Esquire magazine ran an amazing article on Roger in 2010. In it he spoke about his online activity:
When I am writing my problems become invisible and I am the same person I always was. All is well. I am as I should be.
And all was well right up until the end. Roger’s final blog post, posted just one day before he died, spoke of his taking a Leave of Presence. It mentioned how in the last year he wrote the most reviews of any year during his career (306), 1-2 blog posts per week, plus some other articles. It fails to mention his active social media accounts–the multiple items he would post per day, not to mention that while Roger did not frequently engage with his followers it was obvious he read all of their remarks and reacted to them later. His final posting mentions how he was taking a step back to address new health concerns while also laying out a number of ambitious projects that would have made men half his age and twice as healthy struggle to keep up. The online community reacted to his announcement with disappointment over his new health concerns but also looking forward to the additional contributions we expected to see from him in the future.
One day later, that future was taken from Roger and all of us.
I exchanged emails once with Roger many years ago. I had just completed a Bracket Battle (similar to the NCAA basketball tournament where you have 64 contenders battle it out) to determine the Ultimate Movie Quote. I wrote him to let him know that our community had picked “Hello. My name is Inigo Montoya. You killed my father. Prepare to die.” as our ultimate winner and I asked what was his favorite movie quote. I didn’t really expect a response, so I was surprised when I got it.
He wrote me back and told me his favorite movie quote was from Shanghai Express: “It took more than one man to change my name to Shanghai Lily.” (A huge hat-tip to Fielding who helped me remember this.)

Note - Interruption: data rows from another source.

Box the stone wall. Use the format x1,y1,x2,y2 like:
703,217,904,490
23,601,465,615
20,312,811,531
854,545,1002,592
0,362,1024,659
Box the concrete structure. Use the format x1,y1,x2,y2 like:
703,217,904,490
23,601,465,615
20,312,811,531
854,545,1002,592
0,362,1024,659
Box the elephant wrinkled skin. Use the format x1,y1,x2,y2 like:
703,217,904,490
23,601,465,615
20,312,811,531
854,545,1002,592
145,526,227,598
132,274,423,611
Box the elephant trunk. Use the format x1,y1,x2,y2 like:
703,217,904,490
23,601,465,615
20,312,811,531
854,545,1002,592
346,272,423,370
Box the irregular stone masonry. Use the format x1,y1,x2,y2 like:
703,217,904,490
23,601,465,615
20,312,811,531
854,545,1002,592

Not only was this an interesting choice but I also found it fascinating that for one of the most famous movie reviewers of all time and a prolific writer, he often got the quote wrong when he wrote it. In his essay 100 Great Movie Moments he wrote the quote as “It took more than one night to change my name to Shanghai Lilly.” Less than three weeks before he died, Roger tweeted how the movie was back in print with the quote “It took a lot of men to change my name to Shanghai Lilly.”
It isn’t that he completely missed the quote. A stray word here or a slight turn of phrase. He got the essence of the thing he loved even if he missed some details. That may not be a perfect summary of Roger Ebert’s life, but it’s one of the biggest things I’ll remember.